• Mental Health
  • Independent mental health service

Cygnet Bury Forestwood

Overall: Requires improvement read more about inspection ratings

Bolton Road, Bury, Lancashire, BL8 2BS (0161) 762 7200

Provided and run by:
Cygnet NW Limited

All Inspections

7, 8, 9 and 14 June 2022

During a routine inspection

We rated it as requires improvement because:

  • The service did not always provide safe care. The ward environments were not all well maintained and clean. The ligature risk assessments did not include the action that staff should take to mitigate the risks. The service did not manage medicines safely and staff were not following the provider’s dress code policy in relation to being bare below the elbow and staff having long, manicured nails Young people told us that they had been hurt when receiving care because staff had long nails.
  • On Buttercup ward we saw that staff did not always maintain appropriate professional boundaries and were talking about their personal lives and ignoring the young person.
  • The governance processes did not always ensure that staff were following policies and procedures in relation to dress code and professional boundaries. Learning from organisational whistle blowing’s had not been implemented fully. For example, the policy relating to resuscitation had not been updated to include paediatric resuscitation. The recommendations from pharmacy audits has not been sustained and medicines were still not being labelled appropriately which meant that staff may administer medicines incorrectly to young people.

However:

  • Staff assessed and managed risk well and followed good practice with respect to safeguarding.
  • Staff developed holistic, recovery-oriented care plans informed by a comprehensive assessment.
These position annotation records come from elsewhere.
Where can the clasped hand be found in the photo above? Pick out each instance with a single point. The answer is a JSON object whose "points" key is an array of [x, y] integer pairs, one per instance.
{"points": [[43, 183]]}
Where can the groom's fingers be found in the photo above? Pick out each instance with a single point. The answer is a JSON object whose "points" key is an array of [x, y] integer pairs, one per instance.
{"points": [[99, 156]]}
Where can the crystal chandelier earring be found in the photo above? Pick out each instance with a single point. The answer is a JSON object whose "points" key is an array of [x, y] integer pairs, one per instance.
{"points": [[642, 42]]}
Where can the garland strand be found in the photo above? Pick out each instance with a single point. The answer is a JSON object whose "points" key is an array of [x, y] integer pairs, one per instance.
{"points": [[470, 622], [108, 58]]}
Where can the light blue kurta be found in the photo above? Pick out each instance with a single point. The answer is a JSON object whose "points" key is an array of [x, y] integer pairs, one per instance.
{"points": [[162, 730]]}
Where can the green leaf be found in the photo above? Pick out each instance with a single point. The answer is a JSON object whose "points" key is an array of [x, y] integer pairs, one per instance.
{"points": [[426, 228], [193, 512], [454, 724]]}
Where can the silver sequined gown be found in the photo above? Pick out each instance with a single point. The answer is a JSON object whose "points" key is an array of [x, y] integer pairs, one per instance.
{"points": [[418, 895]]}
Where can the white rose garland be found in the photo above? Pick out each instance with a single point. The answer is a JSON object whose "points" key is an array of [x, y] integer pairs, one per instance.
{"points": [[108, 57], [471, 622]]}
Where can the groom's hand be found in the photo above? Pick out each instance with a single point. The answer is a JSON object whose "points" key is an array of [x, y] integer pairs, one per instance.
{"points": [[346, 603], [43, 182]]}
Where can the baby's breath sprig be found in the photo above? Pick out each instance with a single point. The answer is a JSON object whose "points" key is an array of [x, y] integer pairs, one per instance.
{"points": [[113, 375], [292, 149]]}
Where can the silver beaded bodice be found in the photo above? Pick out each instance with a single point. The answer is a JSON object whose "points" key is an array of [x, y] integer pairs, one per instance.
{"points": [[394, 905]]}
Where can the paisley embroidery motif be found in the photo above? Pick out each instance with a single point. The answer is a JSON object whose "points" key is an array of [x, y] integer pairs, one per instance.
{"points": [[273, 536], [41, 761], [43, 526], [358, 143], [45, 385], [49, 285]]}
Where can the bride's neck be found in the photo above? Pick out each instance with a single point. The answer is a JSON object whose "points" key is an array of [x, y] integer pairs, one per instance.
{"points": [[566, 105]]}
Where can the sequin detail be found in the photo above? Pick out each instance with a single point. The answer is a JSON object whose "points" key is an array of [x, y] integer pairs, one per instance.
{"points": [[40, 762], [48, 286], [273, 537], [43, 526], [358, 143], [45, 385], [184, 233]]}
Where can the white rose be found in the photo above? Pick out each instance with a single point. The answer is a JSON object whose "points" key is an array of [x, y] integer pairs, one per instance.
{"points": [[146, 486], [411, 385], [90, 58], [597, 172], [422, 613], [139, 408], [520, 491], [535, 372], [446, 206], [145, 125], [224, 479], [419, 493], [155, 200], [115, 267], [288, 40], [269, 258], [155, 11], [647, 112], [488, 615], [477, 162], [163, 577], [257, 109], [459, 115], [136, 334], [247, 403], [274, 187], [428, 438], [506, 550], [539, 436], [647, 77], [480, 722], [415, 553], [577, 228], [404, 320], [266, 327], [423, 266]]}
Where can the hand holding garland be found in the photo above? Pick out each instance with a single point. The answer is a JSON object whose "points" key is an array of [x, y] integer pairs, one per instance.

Managers ensured staff received induction, training, supervision and appraisal. The ward staff worked well together as a team and with those outside the ward who would have a role in providing aftercare.
  • The service provided a range of treatments suitable to the needs of the young people and in line with national guidance and best practice.
  • Staff understood and discharged their roles and responsibilities under the Mental Health Act 1983 and the Mental Capacity Act 2005. They followed good practice with respect to young people’s competency and capacity to consent to or refuse treatment.
  • Staff treated young people with compassion and kindness, respected their privacy and dignity, and understood the individual needs of young people. They actively involved young people and families and carers in care decisions.
  • Staff planned and managed discharge well and liaised well with services that could provide aftercare. As a result, discharge was rarely delayed for other than a clinical reason.